Acting Chief Sara Cunningham

Deputy Chief of Police in uniform smiling

Acting Chief Sara Cunningham joined the Greater Sudbury Police Service in 1998 and throughout her 25-year career has served in variety of investigative and operational roles. Prior to her appointment to Deputy Chief, she was the Executive Officer to the Chief of Police and Inspector in charge of Strategic Operations overseeing the Professional Standards Bureau/Quality Assurance, Special Investigations Unit Liaison, Risk Management, Corporate Event Logistics, Project Management, Equity/Inclusion and Diversity, Indigenous Liaison, Procedure Writing, Research, Development and Analytics.

In December of 2021 she was promoted to Deputy Chief of Operations which included Patrol Operations, Criminal Investigations, Community Policing, Integrated Operations which is comprised of the Emergency Response unit and Traffic Management as well as the 9-1-1 Emergency Communications Centre.

Currently, Deputy Chief Cunningham oversees Administration which includes Human Resources and Professional Development, Finance, Information Technology and Records and Information Management.

Deputy Chief Cunningham is dedicated to community service and enhancing community partnerships by continuing to work collaboratively with key stakeholder groups. In the past, she was a key driver in developing and launching Sudbury’s highly successful Mobile Crisis Rapid Response Team. She is passionate about professionalism, teamwork, and relationship building. She is committed to building on GSPS’s strong foundation of being an innovative police leader by embracing technology, leveraging data and analytics and intelligence-based policing while empowering and supporting its members.  She is the co-lead of the GSPS Authentic Inclusion committee.

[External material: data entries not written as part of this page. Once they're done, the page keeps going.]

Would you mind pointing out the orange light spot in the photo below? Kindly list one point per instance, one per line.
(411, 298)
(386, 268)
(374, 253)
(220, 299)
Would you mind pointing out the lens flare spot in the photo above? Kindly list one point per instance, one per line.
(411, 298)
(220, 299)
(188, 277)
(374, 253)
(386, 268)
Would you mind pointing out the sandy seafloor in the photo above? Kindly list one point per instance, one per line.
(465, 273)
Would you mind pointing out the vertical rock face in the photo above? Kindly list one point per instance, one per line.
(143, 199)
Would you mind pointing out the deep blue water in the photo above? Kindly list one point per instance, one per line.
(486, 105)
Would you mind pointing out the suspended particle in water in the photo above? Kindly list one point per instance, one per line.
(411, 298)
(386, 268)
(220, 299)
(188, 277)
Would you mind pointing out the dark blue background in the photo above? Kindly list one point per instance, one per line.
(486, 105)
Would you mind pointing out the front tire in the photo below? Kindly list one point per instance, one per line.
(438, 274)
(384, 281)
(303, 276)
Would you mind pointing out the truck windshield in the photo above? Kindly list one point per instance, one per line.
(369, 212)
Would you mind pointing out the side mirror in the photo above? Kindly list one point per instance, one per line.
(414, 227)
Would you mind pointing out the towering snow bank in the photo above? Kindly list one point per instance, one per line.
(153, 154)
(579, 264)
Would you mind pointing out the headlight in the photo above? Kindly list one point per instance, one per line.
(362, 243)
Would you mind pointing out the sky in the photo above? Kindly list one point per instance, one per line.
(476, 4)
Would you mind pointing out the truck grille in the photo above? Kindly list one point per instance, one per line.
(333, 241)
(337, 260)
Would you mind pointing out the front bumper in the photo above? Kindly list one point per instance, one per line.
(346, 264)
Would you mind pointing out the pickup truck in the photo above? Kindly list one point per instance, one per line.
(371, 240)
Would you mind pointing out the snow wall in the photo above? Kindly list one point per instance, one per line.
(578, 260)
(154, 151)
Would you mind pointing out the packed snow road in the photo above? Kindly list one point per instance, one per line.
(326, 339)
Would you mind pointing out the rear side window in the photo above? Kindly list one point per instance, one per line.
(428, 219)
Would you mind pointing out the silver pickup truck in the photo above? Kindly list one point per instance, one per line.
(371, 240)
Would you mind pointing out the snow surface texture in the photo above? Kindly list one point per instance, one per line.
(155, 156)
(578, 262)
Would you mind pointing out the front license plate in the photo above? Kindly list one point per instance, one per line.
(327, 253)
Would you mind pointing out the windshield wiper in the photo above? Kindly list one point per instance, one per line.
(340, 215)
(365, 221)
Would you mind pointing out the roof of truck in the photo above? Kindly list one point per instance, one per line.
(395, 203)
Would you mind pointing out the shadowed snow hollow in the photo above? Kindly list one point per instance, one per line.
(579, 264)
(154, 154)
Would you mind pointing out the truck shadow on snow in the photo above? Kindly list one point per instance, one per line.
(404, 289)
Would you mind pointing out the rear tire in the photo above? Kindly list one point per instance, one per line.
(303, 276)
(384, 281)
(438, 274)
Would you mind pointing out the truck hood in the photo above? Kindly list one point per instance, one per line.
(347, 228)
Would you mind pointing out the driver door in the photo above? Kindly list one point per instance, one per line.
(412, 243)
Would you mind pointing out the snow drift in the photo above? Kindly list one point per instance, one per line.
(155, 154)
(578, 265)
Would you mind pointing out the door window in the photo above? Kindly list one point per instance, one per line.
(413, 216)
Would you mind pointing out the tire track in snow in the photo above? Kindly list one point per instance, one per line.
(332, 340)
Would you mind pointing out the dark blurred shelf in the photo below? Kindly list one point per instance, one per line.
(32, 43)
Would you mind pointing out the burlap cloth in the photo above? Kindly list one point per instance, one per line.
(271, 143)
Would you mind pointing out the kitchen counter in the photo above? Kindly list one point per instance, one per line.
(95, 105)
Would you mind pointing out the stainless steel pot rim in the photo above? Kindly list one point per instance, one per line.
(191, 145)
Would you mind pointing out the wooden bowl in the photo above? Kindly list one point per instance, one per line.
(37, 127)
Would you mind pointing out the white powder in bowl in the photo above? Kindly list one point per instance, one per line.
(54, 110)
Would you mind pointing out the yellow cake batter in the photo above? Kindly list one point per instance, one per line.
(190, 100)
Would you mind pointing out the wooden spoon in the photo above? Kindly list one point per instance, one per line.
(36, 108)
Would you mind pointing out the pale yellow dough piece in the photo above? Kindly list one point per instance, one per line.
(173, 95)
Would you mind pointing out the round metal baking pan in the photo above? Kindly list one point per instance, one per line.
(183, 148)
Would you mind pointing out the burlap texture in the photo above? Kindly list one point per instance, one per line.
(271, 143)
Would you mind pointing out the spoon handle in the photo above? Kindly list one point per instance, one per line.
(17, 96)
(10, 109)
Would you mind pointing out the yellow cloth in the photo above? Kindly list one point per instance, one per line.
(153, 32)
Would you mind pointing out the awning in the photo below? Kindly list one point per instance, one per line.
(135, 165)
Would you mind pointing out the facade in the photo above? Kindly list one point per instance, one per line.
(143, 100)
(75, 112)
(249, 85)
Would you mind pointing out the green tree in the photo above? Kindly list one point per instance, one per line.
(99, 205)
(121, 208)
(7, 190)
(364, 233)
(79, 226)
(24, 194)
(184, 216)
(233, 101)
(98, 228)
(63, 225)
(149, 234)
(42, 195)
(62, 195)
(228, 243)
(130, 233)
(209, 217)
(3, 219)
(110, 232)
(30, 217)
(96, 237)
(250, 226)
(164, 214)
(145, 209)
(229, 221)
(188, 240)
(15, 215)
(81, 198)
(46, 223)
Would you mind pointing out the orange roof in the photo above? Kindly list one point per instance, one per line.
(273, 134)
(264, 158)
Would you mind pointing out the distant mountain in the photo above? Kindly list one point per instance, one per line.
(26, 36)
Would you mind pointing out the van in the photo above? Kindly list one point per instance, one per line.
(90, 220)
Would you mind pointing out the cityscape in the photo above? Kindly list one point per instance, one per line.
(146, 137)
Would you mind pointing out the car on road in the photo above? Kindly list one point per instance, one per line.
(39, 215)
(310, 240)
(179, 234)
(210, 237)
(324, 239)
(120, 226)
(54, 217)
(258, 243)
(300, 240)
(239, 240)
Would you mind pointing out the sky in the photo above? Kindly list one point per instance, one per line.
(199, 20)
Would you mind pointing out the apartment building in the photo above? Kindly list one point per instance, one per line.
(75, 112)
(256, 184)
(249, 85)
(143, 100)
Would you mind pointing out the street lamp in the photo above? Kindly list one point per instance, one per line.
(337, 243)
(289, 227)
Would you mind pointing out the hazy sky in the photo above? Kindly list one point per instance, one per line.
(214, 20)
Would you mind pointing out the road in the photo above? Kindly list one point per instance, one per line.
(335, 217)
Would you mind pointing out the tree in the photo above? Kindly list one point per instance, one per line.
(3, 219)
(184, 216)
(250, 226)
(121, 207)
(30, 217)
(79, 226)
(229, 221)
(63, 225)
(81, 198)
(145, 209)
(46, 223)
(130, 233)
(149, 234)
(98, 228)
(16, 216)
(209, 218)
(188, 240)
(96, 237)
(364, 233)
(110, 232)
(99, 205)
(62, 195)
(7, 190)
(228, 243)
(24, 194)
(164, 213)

Deputy Chief Cunningham holds a Bachelor of Arts degree from Laurentian University and is a graduate of the University of Toronto Rotman School of Management Police Leadership Program.  She is the recipient of the Governor General Exemplary Service 20-year medal. She is a member of the Ontario Association of Chiefs of Police, the Canadian Association of Chiefs of Police, the International Association of Chiefs of Police and Ontario Women in Law Enforcement.

Deputy Chief Natalie Hiltz

Deputy Chief Natalie Hiltz

Deputy Chief Natalie Hiltz is in her 29th year of an exemplary policing career. Prior to being appointed as the Deputy Chief of Operations with the Greater Sudbury Police Service she worked with Peel Regional Police. She has a wide breath of police experience with recent work in Intelligence Services, Duty Inspectors Office and Community Safety and Well-Being.

Deputy Chief Hiltz is a proud community member of Greater Sudbury and member of the GSPS, investing herself into developing authentic relationships and networks for meaningful engagement with our many members and community partners.  

Deputy Chief Hiltz is a MSt. graduate from the University of Cambridge’s Police Executive Program in Applied Criminology and Police Management. Her MSt. thesis entitled, “Distinguishing the Victim Offender Overlap for Violent High Harm Crime: An Opportunity for Police Targeting, Forecasting and Prevention” has been published and accessed over 5,000 times by police professionals around the world. Her police intellectual leadership journey is harm focused and human-centered and her work assists police to better understand and target serious violent crime for more evidenced reduction, and prevention efforts in support of Community Safety and Well-Being.

Over the years, Deputy Chief Hiltz has participated in several impactful committees and causes centered on data, evidence, best practices as well as equity and inclusion in policing in Ontario.  She has been invited to speak and present on various international panels, podcasts, webinars and conferences including the American Society of Evidence Based Policing.

Some of her most accomplished community endeavours include working with the Police Association of Ontario, on Bill 105, the Good Samaritan Act and later Bill 28, the Mandatory Blood Testing Act that passed as law in 2006 to protect Good Samaritans and Emergency Responders Ontario.